Everything but Video in direct chat 💔

wheat onyx Mar 4, 2026, 10:18 PM

#

5.4?

gleaming roost Mar 4, 2026, 10:18 PM

#

This is the third time Codex has reset my weekly quota to 100%. 🤔
Should I be worried?

#

Oh, now it makes sense.

wicked talon Mar 4, 2026, 10:42 PM

#

Why is 900 people watching the itv logo bro 😭

lucid geyser Mar 4, 2026, 11:02 PM

#

gpt 5.4 on arena but it sucks

fierce kelp Mar 4, 2026, 11:09 PM

#

You shocked?

fickle venture Mar 4, 2026, 11:19 PM

#

gleaming roost Oh, now it makes sense.

And free users...

frosty lava Mar 4, 2026, 11:20 PM

#

lucid geyser gpt 5.4 on arena but it sucks

where you get this info from

#

i don't see it on arena

lucid geyser Mar 4, 2026, 11:22 PM

#

frosty lava where you get this info from

galapagos

echo aurora Mar 4, 2026, 11:22 PM

#

quiet skiff They added the direct mode battles back, right?

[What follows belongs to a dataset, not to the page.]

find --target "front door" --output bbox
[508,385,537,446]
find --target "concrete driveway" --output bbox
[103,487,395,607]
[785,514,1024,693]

Haha

Yes, Battles in Direct experiment was added back. There is now a Skip Button added. cc @stray aspen

frosty lava Mar 4, 2026, 11:22 PM

#

lucid geyser galapagos

yes and how do you know its gpt

#

5.4

lucid geyser Mar 4, 2026, 11:23 PM

#

frosty lava yes and how do you know its gpt

it was on design arena a few days ago and it matched gpt style, and everything

#

and on lm arena it says its openai

#

its like the instant or low thinking version though

#

so it sucks

frosty lava Mar 4, 2026, 11:24 PM

#

okay i think you can be right but it might not be gpt at all too

#

wait for the real one

#

better to make a real opinion

stray aspen Mar 4, 2026, 11:28 PM

#

echo aurora Yes, Battles in Direct experiment was added back. There is now a `Skip Button` a...

thank god

lucid geyser Mar 4, 2026, 11:29 PM

#

frosty lava okay i think you can be right but it might not be gpt at all too

very very likely

#

to be gpt

frosty lava Mar 4, 2026, 11:30 PM

#

lucid geyser very very likely

yes but like you said if its a spark version or an instant version or a non thinking version then it's normal

#

if it did worse than gpt 5.3 codex then it can't be the thinking one

lucid geyser Mar 4, 2026, 11:34 PM

#

frosty lava yes but like you said if its a spark version or an instant version or a non thin...

huh

#

its pretty bad, just try it yourself

frosty lava Mar 4, 2026, 11:35 PM

#

lucid geyser its pretty bad, just try it yourself

till now we never saw any new model being worse in capabilities than the previous version :

#

cause it wouldn't make sense at all

#

i told you what it can be, but anyway we don't know since its an hidden one

fervent plank Mar 4, 2026, 11:57 PM

#

It is extremely direct and kinda funny. No fluff

#

But knowledge cutoff in july seems wrong

#

Should be something like december

frosty lava Mar 5, 2026, 12:13 AM

#

fervent plank It is extremely direct and kinda funny. No fluff

we don't have gpt 5.3 yet we only have the instant version so it might be the normal 5.3 without thinking ?

#

or directly 5.4 but without thinking

short sequoia Mar 5, 2026, 12:59 AM

#

https://sovra-mhce-lambda-lexicon.vercel.app/

sly raven Mar 5, 2026, 1:19 AM

#

Quick question: why are certain models (like Gemini 3.1) not receiving new votes anymore? It’s been a long time since I've seen the numbers move. Is this intentional?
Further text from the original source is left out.